Starting Thursday, a state ban in place since March 22 on public religious gatherings is being relaxed with certain restrictions, for synagogues, churches, mosques and other houses of worship. Indoor restrictions call for 10 or fewer people with a mandate for social distancing and face coverings. Outdoor restrictions call for only drive-in/parking lot services. 

The exception for public gatherings was announced Wednesday by Gov. Andrew M. Cuomo at his daily news conference. His office did not respond to follow-up questions seeking more details about the new rules.

New York State, which has had more deaths and infections from the coronavirus pandemic than anywhere else in the country, represented a minority of American states, most of which made exceptions for religious gatherings. 

On Long Island as across the state, minyans, Masses and mosque prayer have been suspended for months.

“I have not missed church this much ever in my whole life,” said Pastor Todd Bishop of the nondenominational Church Unleashed in Commack, who plans to hold a drive-in, socially distanced service in the parking lot — one spot between each parked vehicle — with the ceremony broadcast on two giant LED screens and audio transmitted on short-range FM radio. Masks are recommended. No sitting on car roofs. No lawn chairs.

The first service is planned for June 14. 

A flier advertising the first in-person gathering since March 15...

A flier advertising the first in-person gathering since March 15 at the nondenominational Church Unleashed of Commack. On June 14, the congregation will hold a drive-in service in the parking lot — one spot spaced between each vehicle — with the ceremony broadcast on two LED screens, with audio via FM radio wave. Credit: Church Unleashed of Commack

“We believe gathering is essential to the Christian faith,” Bishop said.  During the ban, the church distributed to-go Communion for Good Friday from the parking lot and livestreamed online services. 

Rabbi Anchelle Perl, who runs the Mineola chapter of the Hasidic outreach group Chabad, is polling his congregation about how and when to resume services. Given the services can’t exceed 10 attendees, he said it’s possible he’ll hold services in shifts, especially for the upcoming Pentecost, known in Judaism as Shavuot, which tends to draw many times that. 

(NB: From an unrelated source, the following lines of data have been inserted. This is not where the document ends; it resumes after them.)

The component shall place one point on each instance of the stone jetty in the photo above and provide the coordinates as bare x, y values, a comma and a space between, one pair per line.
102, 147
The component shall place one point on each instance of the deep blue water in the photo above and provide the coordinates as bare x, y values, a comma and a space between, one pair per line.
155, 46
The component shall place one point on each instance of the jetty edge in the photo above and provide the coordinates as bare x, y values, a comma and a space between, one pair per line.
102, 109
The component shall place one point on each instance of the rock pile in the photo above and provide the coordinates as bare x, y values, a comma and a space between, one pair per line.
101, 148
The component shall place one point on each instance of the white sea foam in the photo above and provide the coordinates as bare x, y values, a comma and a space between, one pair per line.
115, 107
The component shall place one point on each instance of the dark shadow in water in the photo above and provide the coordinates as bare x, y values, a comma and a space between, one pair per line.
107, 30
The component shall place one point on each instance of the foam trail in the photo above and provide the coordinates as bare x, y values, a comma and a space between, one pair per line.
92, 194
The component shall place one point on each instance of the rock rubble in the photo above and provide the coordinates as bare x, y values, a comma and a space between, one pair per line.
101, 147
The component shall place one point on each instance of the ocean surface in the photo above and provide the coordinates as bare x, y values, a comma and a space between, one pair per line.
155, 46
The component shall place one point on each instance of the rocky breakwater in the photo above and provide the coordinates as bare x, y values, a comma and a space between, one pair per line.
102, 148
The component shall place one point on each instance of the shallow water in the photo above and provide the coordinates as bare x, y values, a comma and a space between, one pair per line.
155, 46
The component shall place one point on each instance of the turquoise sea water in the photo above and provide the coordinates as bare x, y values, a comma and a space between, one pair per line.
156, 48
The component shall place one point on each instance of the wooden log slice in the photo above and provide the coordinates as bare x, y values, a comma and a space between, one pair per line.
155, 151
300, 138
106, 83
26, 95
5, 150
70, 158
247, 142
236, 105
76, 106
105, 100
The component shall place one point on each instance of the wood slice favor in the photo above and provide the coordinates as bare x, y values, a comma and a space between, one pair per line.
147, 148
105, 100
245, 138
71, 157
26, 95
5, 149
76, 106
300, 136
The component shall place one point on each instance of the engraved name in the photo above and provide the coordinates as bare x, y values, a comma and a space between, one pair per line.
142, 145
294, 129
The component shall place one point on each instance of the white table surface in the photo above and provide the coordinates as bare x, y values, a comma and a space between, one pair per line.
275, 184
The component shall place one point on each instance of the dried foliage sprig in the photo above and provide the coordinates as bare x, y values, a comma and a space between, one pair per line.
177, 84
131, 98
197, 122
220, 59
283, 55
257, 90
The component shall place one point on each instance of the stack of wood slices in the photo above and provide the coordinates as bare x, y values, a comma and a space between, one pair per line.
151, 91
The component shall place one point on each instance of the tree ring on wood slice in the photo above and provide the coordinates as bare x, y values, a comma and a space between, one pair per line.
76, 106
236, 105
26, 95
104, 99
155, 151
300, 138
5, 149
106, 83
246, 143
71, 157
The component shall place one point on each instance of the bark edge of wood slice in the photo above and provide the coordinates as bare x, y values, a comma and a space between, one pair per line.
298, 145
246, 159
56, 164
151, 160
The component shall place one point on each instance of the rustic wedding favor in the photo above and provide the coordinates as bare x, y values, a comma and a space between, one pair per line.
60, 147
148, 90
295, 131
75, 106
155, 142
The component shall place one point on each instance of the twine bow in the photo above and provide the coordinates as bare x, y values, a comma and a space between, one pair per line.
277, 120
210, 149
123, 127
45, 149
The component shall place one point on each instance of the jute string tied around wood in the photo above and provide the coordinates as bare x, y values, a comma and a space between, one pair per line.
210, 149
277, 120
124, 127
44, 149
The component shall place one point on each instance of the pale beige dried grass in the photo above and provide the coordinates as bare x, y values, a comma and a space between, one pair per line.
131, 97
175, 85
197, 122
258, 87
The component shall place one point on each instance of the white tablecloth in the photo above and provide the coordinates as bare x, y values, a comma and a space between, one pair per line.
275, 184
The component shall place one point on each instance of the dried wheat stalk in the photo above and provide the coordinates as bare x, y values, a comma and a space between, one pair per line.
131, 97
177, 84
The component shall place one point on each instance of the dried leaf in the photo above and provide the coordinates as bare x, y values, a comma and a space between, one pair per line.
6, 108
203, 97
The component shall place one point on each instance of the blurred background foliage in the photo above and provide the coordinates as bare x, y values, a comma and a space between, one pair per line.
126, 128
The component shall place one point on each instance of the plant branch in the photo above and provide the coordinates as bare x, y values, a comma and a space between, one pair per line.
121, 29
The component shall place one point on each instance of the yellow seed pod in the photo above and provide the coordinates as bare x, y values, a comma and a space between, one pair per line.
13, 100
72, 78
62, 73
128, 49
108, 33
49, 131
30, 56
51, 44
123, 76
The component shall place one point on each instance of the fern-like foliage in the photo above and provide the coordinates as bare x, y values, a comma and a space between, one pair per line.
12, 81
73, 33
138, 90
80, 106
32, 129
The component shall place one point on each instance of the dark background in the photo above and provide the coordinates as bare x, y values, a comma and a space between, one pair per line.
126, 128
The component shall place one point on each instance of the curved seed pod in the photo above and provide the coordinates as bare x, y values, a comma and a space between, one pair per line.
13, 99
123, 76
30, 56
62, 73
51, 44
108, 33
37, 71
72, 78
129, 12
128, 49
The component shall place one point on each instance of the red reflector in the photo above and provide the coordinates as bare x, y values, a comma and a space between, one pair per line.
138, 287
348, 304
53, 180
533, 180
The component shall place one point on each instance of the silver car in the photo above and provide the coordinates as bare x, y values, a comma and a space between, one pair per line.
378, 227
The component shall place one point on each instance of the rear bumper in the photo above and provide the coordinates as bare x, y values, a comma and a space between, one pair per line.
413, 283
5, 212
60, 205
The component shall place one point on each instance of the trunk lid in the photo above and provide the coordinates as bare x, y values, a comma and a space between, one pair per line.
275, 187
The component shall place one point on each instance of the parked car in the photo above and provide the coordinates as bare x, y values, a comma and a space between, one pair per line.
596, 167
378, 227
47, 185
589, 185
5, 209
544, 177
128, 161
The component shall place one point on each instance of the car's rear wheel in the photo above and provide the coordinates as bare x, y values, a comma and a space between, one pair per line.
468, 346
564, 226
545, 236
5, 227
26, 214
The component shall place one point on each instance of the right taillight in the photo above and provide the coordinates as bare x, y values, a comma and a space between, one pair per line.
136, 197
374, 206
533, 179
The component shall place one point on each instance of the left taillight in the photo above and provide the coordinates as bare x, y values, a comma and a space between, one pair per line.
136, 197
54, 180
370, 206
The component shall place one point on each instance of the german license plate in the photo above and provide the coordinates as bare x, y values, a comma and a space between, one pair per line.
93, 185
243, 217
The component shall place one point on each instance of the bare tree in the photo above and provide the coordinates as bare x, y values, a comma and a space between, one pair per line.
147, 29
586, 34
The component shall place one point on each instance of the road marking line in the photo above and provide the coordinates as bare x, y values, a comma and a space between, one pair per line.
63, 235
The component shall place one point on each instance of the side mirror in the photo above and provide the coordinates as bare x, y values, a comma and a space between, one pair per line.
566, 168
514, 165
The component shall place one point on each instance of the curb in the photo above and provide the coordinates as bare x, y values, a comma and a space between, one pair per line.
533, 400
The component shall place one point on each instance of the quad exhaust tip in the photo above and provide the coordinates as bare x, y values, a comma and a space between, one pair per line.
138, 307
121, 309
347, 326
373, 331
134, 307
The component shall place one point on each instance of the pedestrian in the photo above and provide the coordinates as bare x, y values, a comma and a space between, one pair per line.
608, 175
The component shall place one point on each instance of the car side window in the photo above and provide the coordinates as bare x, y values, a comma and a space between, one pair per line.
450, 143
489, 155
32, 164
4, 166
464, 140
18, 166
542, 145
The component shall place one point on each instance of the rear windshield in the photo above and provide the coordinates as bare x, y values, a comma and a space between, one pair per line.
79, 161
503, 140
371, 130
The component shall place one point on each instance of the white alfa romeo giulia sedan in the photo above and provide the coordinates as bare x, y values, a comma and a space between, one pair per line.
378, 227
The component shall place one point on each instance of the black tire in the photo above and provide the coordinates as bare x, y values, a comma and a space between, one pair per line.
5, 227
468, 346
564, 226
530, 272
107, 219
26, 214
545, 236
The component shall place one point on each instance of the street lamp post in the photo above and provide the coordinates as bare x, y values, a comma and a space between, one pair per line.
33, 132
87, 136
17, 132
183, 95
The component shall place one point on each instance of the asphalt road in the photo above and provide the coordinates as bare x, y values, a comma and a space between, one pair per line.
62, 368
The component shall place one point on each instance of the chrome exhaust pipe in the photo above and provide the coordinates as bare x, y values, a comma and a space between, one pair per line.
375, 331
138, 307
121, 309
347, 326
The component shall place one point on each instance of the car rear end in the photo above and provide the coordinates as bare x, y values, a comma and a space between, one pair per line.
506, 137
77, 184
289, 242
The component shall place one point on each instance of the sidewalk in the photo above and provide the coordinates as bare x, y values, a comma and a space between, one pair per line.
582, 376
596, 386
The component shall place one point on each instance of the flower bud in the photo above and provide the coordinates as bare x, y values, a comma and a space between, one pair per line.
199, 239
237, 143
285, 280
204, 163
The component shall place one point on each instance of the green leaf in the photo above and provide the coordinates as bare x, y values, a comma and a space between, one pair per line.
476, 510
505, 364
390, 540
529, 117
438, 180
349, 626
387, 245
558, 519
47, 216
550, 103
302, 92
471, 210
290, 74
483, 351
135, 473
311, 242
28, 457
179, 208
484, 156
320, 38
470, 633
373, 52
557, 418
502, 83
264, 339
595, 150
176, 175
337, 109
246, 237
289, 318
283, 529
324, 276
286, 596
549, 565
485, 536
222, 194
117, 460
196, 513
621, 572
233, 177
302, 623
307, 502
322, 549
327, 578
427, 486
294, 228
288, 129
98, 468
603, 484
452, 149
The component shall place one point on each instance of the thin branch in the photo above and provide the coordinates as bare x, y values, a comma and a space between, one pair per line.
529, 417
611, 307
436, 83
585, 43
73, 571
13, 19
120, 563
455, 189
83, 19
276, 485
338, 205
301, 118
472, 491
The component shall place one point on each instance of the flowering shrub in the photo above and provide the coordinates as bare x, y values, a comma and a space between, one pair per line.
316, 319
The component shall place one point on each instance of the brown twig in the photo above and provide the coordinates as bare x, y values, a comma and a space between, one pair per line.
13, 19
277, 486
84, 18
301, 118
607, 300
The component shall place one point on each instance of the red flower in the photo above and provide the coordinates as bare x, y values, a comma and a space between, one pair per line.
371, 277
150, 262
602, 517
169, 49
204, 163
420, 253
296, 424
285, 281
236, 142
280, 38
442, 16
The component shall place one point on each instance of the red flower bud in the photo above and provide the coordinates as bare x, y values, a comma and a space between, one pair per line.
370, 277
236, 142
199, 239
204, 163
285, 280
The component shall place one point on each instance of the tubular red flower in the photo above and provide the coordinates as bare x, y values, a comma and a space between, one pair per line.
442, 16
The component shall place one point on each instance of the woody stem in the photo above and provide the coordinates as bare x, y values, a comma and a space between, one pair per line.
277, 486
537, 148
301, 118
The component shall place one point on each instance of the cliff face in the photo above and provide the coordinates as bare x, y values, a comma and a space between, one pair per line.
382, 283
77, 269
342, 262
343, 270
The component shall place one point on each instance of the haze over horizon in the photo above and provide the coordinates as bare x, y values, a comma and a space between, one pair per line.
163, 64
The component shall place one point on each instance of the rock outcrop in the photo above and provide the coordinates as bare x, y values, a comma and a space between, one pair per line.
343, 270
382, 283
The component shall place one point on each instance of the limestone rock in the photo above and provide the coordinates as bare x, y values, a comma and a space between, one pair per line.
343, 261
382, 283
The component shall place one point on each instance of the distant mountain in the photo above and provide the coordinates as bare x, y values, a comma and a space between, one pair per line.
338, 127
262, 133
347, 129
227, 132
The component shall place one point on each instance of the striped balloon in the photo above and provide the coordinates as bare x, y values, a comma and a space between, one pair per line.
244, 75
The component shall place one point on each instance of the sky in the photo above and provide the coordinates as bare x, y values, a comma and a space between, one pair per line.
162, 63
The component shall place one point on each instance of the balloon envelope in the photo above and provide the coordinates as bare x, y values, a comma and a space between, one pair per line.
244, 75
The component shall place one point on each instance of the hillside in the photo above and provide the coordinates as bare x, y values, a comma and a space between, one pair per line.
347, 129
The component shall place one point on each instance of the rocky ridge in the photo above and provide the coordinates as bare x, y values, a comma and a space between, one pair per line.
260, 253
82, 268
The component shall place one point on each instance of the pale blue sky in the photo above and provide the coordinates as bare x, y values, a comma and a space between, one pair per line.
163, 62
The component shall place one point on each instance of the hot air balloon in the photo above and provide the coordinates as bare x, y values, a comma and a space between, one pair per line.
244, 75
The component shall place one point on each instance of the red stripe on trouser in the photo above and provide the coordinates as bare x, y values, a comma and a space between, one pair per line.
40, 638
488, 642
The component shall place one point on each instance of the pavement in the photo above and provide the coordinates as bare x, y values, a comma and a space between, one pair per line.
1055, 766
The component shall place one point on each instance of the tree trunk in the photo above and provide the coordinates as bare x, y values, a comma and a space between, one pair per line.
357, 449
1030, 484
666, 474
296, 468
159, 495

Perl said Chabad rabbis from around the world have been texting Wednesday via WhatsApp about how to resume religious gatherings. 

Sean Dolan, a spokesman for the Diocese of Rockville Centre, said the diocese, though still obtaining information about the directive, "will begin to adapt public liturgies with proper safety precautions as soon as possible.”

The Rev. Arthur L. Mackey Jr., senior pastor of Mount Sinai Baptist Church Cathedral in Roosevelt, welcomed Cuomo’s announcement but said he would proceed with caution as members of his congregations have recently died of the virus. 

“We still don’t want to put the lives of the congregants in threat,” he said, adding that in-person services have been on pause but that many new members have joined the church through the Internet. 

Habeeb Ahmed, president of the Islamic Center of Long Island, praised the announcement but said it wouldn’t affect operations because the allowable number of worshippers is too small. 

He added that Muslims are celebrating Ramadan, a monthlong period of worship and fasting that ends this weekend with a large feast that would normally draw 7,000 to 8,000 people to the center’s celebration. 

“It will be impossible for us to cater to that many people,” Ahmed said, adding: “How would we choose those people?” he asked. “All sorts of questions would arise, and many people would be unhappy.”